Tags: engineering reverse
Rating:
[writ[writeup by @bonaff]
**CTF:** 0x00CTF
**Team:** spritzers (from [SPRITZ Research Group](http://spritz.math.unipd.it/))
**Task:** Reverse / challenge-004
**Points:** 50
We are given an ELF x86-64 executable:
```
$ file hello
hello: ERROR: ELF 64-bit LSB executable, x86-64, version 1 (SYSV), dynamically linked, interpreter /lib64/ld-linux-x86-64.so.2, for GNU/Linux 2.6.24, BuildID[sha1]=b8ccefeffb8978b2289ec31802396333def9dfad error reading (Invalid argument)
```
The file is a little messy, but nothing exceptional.

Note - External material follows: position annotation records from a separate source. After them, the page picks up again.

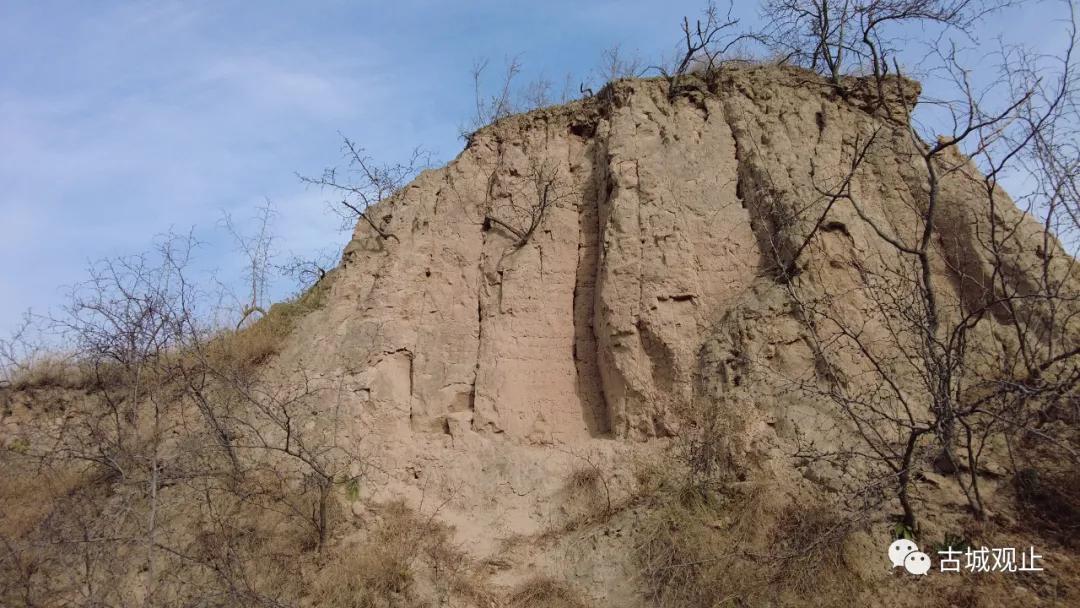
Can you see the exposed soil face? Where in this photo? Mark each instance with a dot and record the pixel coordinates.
(531, 396)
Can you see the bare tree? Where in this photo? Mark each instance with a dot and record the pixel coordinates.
(493, 108)
(521, 208)
(831, 36)
(363, 184)
(931, 378)
(615, 65)
(258, 251)
(704, 43)
(309, 270)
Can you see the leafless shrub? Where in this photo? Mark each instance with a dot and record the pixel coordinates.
(500, 105)
(308, 270)
(616, 65)
(521, 208)
(828, 36)
(933, 386)
(704, 44)
(363, 184)
(258, 254)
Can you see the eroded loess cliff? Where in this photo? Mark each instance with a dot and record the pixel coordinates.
(669, 221)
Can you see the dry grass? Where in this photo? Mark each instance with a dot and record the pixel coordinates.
(741, 548)
(401, 562)
(245, 349)
(52, 372)
(543, 592)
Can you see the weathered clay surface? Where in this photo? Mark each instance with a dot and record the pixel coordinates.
(669, 223)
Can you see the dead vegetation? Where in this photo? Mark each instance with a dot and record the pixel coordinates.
(740, 548)
(543, 592)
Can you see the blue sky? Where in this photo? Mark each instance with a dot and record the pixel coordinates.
(122, 120)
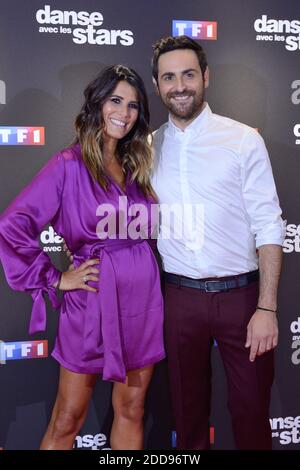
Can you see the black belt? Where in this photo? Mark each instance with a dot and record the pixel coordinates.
(213, 285)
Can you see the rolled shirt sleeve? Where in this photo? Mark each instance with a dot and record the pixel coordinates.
(259, 192)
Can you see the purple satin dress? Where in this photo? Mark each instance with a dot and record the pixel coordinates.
(119, 328)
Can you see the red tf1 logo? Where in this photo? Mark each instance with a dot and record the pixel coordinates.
(195, 29)
(22, 135)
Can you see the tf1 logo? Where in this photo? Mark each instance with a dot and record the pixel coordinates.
(22, 135)
(2, 92)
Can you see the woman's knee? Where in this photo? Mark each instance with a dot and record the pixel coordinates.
(66, 421)
(129, 407)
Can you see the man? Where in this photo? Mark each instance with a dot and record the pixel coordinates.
(220, 283)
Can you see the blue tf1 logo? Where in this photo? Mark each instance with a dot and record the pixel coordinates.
(23, 350)
(2, 92)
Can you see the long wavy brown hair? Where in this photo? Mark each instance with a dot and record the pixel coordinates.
(134, 150)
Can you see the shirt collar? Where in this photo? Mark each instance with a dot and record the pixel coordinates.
(195, 127)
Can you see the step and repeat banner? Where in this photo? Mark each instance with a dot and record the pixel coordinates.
(49, 51)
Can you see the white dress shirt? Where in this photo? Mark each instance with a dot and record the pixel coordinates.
(217, 194)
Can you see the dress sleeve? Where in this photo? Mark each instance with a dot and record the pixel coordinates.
(26, 266)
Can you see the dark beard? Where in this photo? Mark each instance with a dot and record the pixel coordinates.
(186, 113)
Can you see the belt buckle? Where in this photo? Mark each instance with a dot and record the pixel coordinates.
(210, 290)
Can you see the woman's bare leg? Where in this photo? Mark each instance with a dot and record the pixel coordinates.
(128, 402)
(69, 412)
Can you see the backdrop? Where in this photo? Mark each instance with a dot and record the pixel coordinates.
(48, 53)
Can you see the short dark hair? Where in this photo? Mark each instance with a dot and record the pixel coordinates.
(171, 43)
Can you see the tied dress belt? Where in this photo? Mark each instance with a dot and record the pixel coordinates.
(213, 285)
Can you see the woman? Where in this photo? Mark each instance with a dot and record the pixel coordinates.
(111, 315)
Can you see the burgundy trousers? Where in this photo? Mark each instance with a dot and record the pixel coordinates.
(193, 318)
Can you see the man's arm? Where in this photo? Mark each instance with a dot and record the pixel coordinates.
(262, 330)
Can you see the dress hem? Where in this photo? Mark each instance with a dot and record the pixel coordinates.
(99, 370)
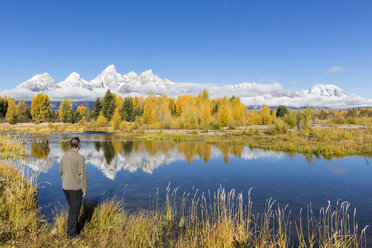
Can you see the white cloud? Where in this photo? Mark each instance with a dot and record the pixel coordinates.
(335, 69)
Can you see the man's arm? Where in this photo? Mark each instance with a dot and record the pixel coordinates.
(83, 175)
(61, 168)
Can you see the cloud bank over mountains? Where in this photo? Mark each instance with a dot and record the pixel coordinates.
(132, 84)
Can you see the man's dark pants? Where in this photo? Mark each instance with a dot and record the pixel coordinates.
(73, 198)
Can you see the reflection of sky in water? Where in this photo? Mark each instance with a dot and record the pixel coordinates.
(134, 170)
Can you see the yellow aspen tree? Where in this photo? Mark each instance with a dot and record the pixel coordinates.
(255, 118)
(265, 115)
(40, 108)
(82, 110)
(224, 115)
(148, 113)
(116, 119)
(11, 114)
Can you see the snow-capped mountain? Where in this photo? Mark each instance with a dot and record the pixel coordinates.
(325, 90)
(39, 82)
(250, 93)
(139, 160)
(108, 79)
(74, 80)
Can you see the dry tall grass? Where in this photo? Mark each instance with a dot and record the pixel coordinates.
(214, 219)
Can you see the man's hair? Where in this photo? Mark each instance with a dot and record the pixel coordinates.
(74, 142)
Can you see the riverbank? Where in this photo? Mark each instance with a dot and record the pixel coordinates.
(223, 220)
(319, 140)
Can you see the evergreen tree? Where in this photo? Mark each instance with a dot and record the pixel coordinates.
(96, 109)
(54, 117)
(3, 107)
(281, 111)
(40, 108)
(137, 112)
(307, 117)
(116, 119)
(77, 116)
(126, 110)
(108, 105)
(65, 111)
(11, 114)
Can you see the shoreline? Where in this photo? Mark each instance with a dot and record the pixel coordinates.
(318, 140)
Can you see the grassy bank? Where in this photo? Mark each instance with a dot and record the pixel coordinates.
(219, 219)
(326, 142)
(321, 141)
(222, 219)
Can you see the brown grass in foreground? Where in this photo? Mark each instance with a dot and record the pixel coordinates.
(219, 219)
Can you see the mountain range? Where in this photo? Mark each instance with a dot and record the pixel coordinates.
(132, 84)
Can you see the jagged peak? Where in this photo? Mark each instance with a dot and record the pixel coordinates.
(109, 69)
(74, 75)
(132, 74)
(147, 73)
(41, 75)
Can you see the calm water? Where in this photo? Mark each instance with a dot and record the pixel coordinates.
(134, 170)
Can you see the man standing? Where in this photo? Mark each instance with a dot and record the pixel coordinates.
(74, 183)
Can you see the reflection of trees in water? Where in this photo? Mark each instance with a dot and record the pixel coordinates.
(191, 150)
(65, 146)
(40, 150)
(127, 147)
(108, 151)
(111, 148)
(226, 150)
(97, 145)
(155, 146)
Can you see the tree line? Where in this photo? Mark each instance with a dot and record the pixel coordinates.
(163, 112)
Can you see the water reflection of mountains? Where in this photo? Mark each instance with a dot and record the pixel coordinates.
(112, 156)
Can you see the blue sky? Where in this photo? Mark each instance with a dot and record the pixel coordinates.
(218, 41)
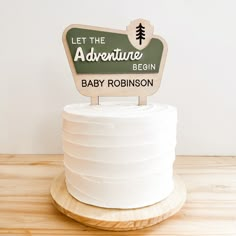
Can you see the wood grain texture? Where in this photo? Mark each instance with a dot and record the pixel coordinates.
(117, 219)
(26, 207)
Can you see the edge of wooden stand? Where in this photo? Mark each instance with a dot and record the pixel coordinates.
(116, 219)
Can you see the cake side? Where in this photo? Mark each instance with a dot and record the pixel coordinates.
(119, 155)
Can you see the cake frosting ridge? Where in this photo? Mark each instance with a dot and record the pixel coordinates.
(119, 155)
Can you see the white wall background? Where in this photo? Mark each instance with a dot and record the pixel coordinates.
(199, 76)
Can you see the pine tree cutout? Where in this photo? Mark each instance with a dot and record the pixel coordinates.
(140, 33)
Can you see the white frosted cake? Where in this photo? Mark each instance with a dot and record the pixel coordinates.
(119, 155)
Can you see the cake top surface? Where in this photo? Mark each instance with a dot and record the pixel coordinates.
(116, 109)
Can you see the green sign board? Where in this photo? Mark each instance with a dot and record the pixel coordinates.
(97, 52)
(109, 62)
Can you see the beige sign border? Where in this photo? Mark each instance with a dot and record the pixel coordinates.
(94, 93)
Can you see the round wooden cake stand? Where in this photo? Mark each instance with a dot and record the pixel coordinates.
(117, 219)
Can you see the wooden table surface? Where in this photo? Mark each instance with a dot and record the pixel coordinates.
(26, 208)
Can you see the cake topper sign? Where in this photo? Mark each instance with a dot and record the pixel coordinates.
(108, 62)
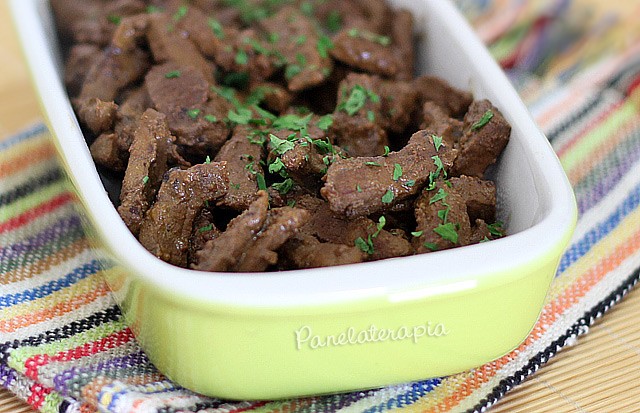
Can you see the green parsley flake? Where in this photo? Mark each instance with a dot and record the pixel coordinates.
(206, 228)
(488, 115)
(241, 116)
(397, 171)
(283, 187)
(387, 198)
(437, 142)
(241, 57)
(324, 45)
(280, 146)
(262, 184)
(216, 28)
(447, 232)
(325, 122)
(193, 113)
(173, 74)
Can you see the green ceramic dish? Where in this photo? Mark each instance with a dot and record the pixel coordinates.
(263, 336)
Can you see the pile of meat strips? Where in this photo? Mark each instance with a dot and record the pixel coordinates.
(261, 135)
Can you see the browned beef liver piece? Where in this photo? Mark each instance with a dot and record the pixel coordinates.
(243, 163)
(434, 89)
(112, 72)
(106, 153)
(80, 59)
(167, 44)
(246, 52)
(468, 200)
(308, 64)
(251, 240)
(204, 230)
(364, 50)
(437, 120)
(168, 225)
(305, 251)
(148, 161)
(403, 43)
(483, 141)
(97, 115)
(325, 225)
(182, 93)
(365, 185)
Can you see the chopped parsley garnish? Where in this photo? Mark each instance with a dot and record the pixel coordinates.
(437, 142)
(325, 122)
(241, 57)
(397, 171)
(448, 232)
(173, 74)
(216, 27)
(241, 116)
(387, 198)
(324, 45)
(206, 228)
(280, 146)
(495, 229)
(334, 21)
(262, 184)
(115, 19)
(488, 115)
(372, 37)
(283, 187)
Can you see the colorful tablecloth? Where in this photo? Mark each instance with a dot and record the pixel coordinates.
(64, 346)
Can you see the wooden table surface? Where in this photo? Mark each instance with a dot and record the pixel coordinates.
(599, 374)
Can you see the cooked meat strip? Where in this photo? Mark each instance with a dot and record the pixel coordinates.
(167, 226)
(305, 251)
(434, 89)
(301, 46)
(148, 161)
(243, 164)
(403, 41)
(366, 51)
(486, 135)
(252, 239)
(437, 120)
(112, 72)
(325, 225)
(445, 214)
(80, 60)
(97, 115)
(204, 230)
(182, 93)
(106, 153)
(168, 44)
(366, 185)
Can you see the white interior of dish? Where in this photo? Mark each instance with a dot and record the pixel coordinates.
(535, 199)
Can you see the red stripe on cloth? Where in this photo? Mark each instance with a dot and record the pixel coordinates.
(88, 349)
(30, 215)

At 0x40084E we can see the function that checks if the key is valid or not:
```
signed __int64 __fastcall sub_40084E(char *input_key)
{
char buf; // [rsp+1Bh] [rbp-5h]
int i; // [rsp+1Ch] [rbp-4h]
if ( (*buffer[0] ^ (unsigned __int8)*input_key) != 48 )
return 0xFFFFFFFFLL;
if ( (buffer[0][1] ^ (unsigned __int8)input_key[1]) != 120 )
return 0xFFFFFFFFLL;
if ( (buffer[0][2] ^ (unsigned __int8)input_key[2]) != 48 )
return 0xFFFFFFFFLL;
if ( (buffer[0][3] ^ (unsigned __int8)input_key[3]) != 48 )
return 0xFFFFFFFFLL;
if ( (buffer[0][4] ^ (unsigned __int8)input_key[4]) != 67 )
return 0xFFFFFFFFLL;
if ( (buffer[0][5] ^ (unsigned __int8)input_key[5]) != 84 )
return 0xFFFFFFFFLL;
if ( (buffer[0][6] ^ (unsigned __int8)input_key[6]) != 70 )
return 0xFFFFFFFFLL;
if ( (buffer[0][7] ^ (unsigned __int8)input_key[7]) == 123 )
{
for ( i = 0; i < dword_602080; ++i )
{
buf = input_key[i % 8] ^ buffer[0][i];
write(1, &buf, 1uLL);
}
exit(1);
}
```
In the final `for`, the program will decrypt the flag using the buffer and the key we give to it (if it was right).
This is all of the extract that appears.